We welcome the statement of the director of the Office of Management and Budget (OMB), Peter R. Orszag, issued as a blog entry, calling for the use of evidence.
“I am trying to put much more emphasis on evidence-based policy decisions here at OMB. Wherever possible, we should design new initiatives to build rigorous data about what works and then act on evidence that emerges — expanding the approaches that work best, fine-tuning the ones that get mixed results, and shutting down those that are failing.”

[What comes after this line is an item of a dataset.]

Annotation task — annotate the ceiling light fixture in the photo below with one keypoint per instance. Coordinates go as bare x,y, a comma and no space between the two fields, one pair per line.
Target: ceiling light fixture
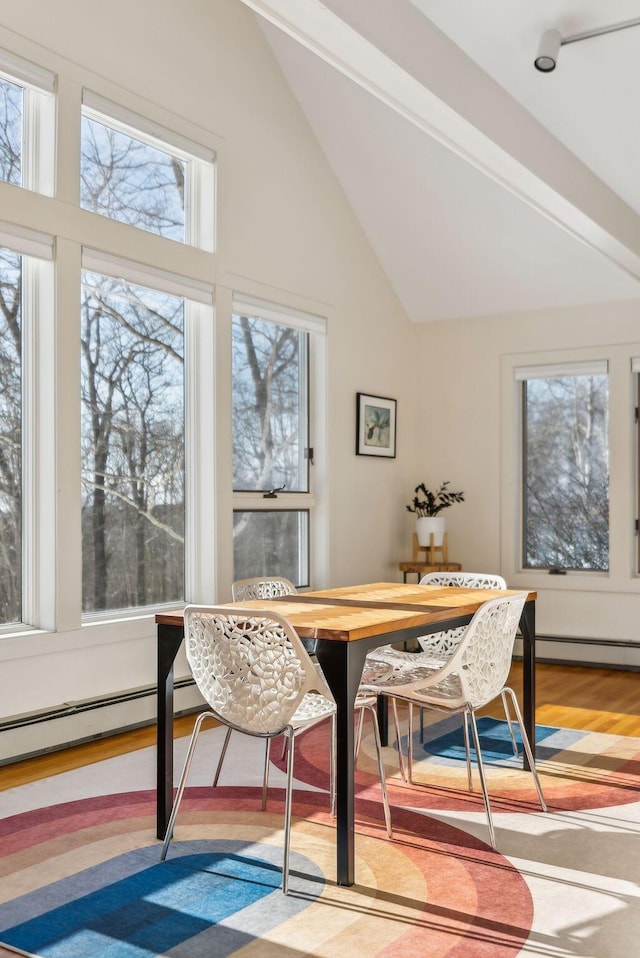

This suggests a continuous process of improving programs based on evaluations built into the fabric of program implementations, which sounds very valuable. Our concern, however, at least in the domain of education, is that Congress or the Department of Education will contract for a national experiment to prove a program or policy effective. In contrast, we advocate a more localized and distributed approach based on the argument Donald Campbell made in the early 70s in his classic paper “The Experimenting Society” (updated in 1988). He observes that “the U.S. Congress is apt to mandate an immediate, nationwide evaluation of a new program to be done by a single evaluator, once and for all, subsequent implementations to go without evaluation.” Instead, he describes a “contagious cross-validation model for local programs” and recommends a much more distributed approach that would “support adoptions that included locally designed cross-validating evaluations, including funds for appropriate comparison groups not receiving the treatment.” Using such a model, he predicts that “After five years we might have 100 locally interpretable experiments.” (p.303)
Dr. Orszag’s adoption of the “top tier” language from the Coalition for Evidence Based Policy is buying into the idea that an educational program can be proven effective in a single large scale randomized experiment. There are several weaknesses in this approach.
First, the education domain is extremely diverse and, without the “100 locally interpretable experiments,” it is unlikely that educators would have an opportunity to see a program at work in a sufficient number of contexts to begin to build up generalizations. Moreover, as local educators and program developers improve their programs, additional rounds of testing are called for (and even the “top tier” programs should engage in continuous improvement).
Second, the information value of local experiments is much higher for the decision-maker who will always be concerned with performance in his or her school or district. National experiments generate average impact estimates, while giving little information about any particular locale. Because concern with achievement gaps between specific populations differs across communities, it follows that, in a local experiment, reducing a specific gap—not the overall average effect—may well be the effect of primary interest.
Third, local experiments are vastly less expensive than nationally contracted experiments, even while obtaining comparable statistical power. Local experiments can easily be one-tenth the cost of national experiments, thus conducting 100 of them is quite feasible. (We say more about the reasons for the cost differential in a separate policy brief). Better yet, local experiments can be completed in a more timely manner—it need not take five years to accumulate a wealth of evidence. Ironically, one factor making national experiments expensive, as well as slow, is the review process required by OMB!
So while we applaud Dr. Orszag’s leadership in promoting evidence-based policy decisions, we will continue to be interested in how this impacts state and local agencies. We hope that, instead of contracting for national experiments, the OMB and other federal agencies can help state and local agencies to build evaluation for continuous improvement into the implementation of federally funded programs. If nothing else, it helps to have OMB publicly making evidence-based decisions. —DN
Campbell, D. T. (1988). The Experimenting Society. In E. S. Overman (Ed.), Methodology and epistemology for social science: Selected Papers. (pp. 303). Chicago: University of Chicago Press.